To have a more precise classification than the current “super classes” such as “health”, “food”, and so on. To achieve this, we'll be looking at a number of different methods: more technical word extraction (tf-idf, keyBert etc.) and unsupervised clustering to bring out precise, coherent clusters (“small classes”).
-
The fit_model folder is used to find the right hyperparameters for different models, in order to bring out smaller categories that would give us more information on the question at hand. The algorithms used included hdbscan and kmeans, and a special procedure was adopted, as detailed below.
-
the actions_on_cluster folder groups together the various operations performed on the optimal clusters found via the previous fit. This includes, for example, the extraction of keywords for each cluster.
-
The dico_num_tag_name_tag folder contains the dicos linking the cluster and the associated tags. These dicos were formed by using the keywords and by a detailed analysis of the questions by hands.
-
the dim_reduction folder contains the reducer umap and the code to generate a reducer (deterministically), which is then used to reduce the size of the questions for better clustering and faster execution.
-
the visualisation folder contains the code to generate the map of vectors with plotly in order to see the clustering. it also allows to see the questions and the associated tag by passing the mouse over them (if the final dictionary and labels are found).
-
the keywords folder contains all the keyword found by the various extraction methods.
-
the first_action folder contains the code to import and compute the embeddings of the messages.
-
the data folder contains all the data usefull for this task.
Same as the ipde one
We end up with hundreds of subclasses for ipde and midwife, based on the first messages sent by the parent. To assign a new message, this is done via a KNN and the map of initial messages, and therefore a search for nearest neighbors.
An approach using unsupervised metrics was considered (the silhouette score, the Davies-Bouldin Index, the Dunn Index (which takes too long to calculate) or the Calinski-Harabasz Index (or Variance Ratio Criterion)). These metrics were abandoned as not suitable for our data. In fact, they gave results that optimized well-rounded, pretty clusters, except that the distribution of messages isn't like that, and clusters are sometimes shaped like lines, convex set, etc. Clustering was very poor at the time (which is why it wasn't used for midwifes). We therefore opted for a visualization approach, with a human operator estimating the coherence of the cluster “by hand” (and giving much better results).
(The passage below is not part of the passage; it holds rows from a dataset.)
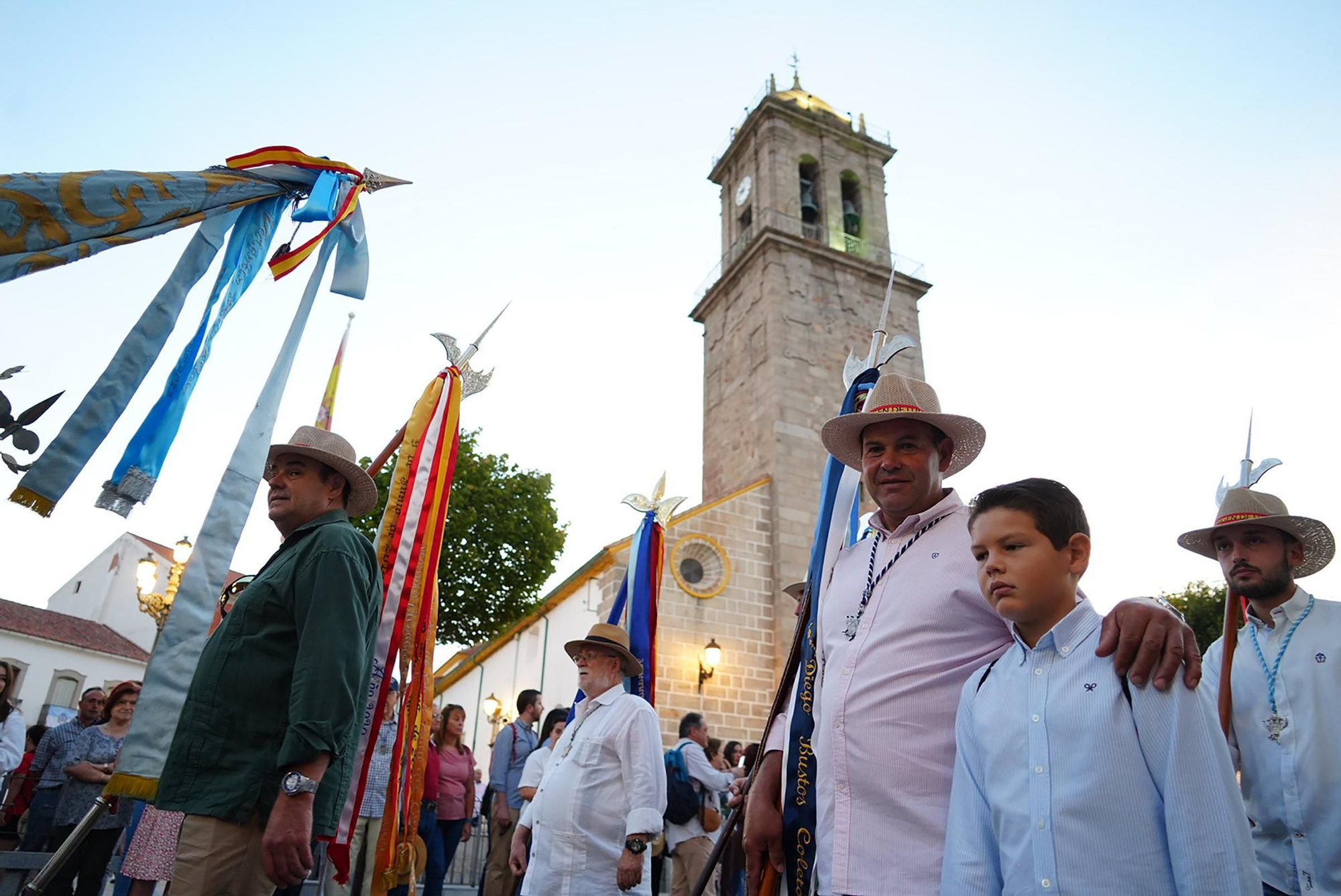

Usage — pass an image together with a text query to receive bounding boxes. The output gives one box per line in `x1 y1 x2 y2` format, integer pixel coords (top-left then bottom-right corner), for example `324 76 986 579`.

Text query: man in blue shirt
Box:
484 688 544 896
940 479 1262 896
1177 489 1341 896
19 688 107 852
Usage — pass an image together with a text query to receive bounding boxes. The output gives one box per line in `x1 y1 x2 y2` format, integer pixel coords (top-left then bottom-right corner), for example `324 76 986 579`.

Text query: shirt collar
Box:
1010 597 1104 665
577 682 624 718
870 489 964 538
284 507 349 542
1247 585 1313 629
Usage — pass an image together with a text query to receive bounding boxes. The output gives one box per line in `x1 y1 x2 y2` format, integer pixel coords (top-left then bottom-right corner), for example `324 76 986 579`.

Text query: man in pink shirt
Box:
744 373 1200 896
Inference (and/or testing) is done by viewing and giving the dictionary (to see the question tag)
First, we import and generate sentence embeddings using a pre-trained model (see the files first_actions and create_embeddings).
Next is the dimensionality reduction phase:
If there is a large amount of data, dimensionality reduction (to vectors of 100 or 50 dimensions) can greatly facilitate the search for optimal clusters (in order to run clustering algorithms faster with over 200,000 data points). In all cases, we reduce the data to 2D vectors for visualization purposes. To reduce dimensions, we use the UMAP algorithm (similar to T-SNE but with stochastic rather than complete dimensionality reduction, making it much faster and very useful when handling large datasets). We fit the reducer and save it (which is helpful if new data arrives, as the reducer adjusts to the initial fit data, allowing us to avoid using fit_transform directly by splitting it into two steps). Note: To use UMAP, install umap-learn (and possibly resolve dependency issues).
Here is where the tweaking begins: We perform an initial clustering, either with HDBSCAN or KMeans, depending on which method yields the best results, and we display the 2D vector map each time using Plotly. We then adjust the clustering hyperparameters until we get a satisfactory result (if using HDBSCAN, it’s fine if some data remains unclassified (label -1), as we’ll reclassify it later based on the nearest neighbors with a KNN).
Next, we review each cluster one by one. If a cluster isn’t satisfactory, we separate it again (using only the vectors from that cluster as the dataset) with KMeans, often, though we could also use keyword search, HDBSCAN, etc. This creates new clusters “manually,” and we repeat this process until the information is well-separated.
We then obtain a satisfactory map with tables: the coordinates of the vectors and their associated labels. When new data arrives, we can classify it based on this reference (provided we have a sufficiently representative initial dataset) using a KNN (which is generally more effective than a random forest in this case).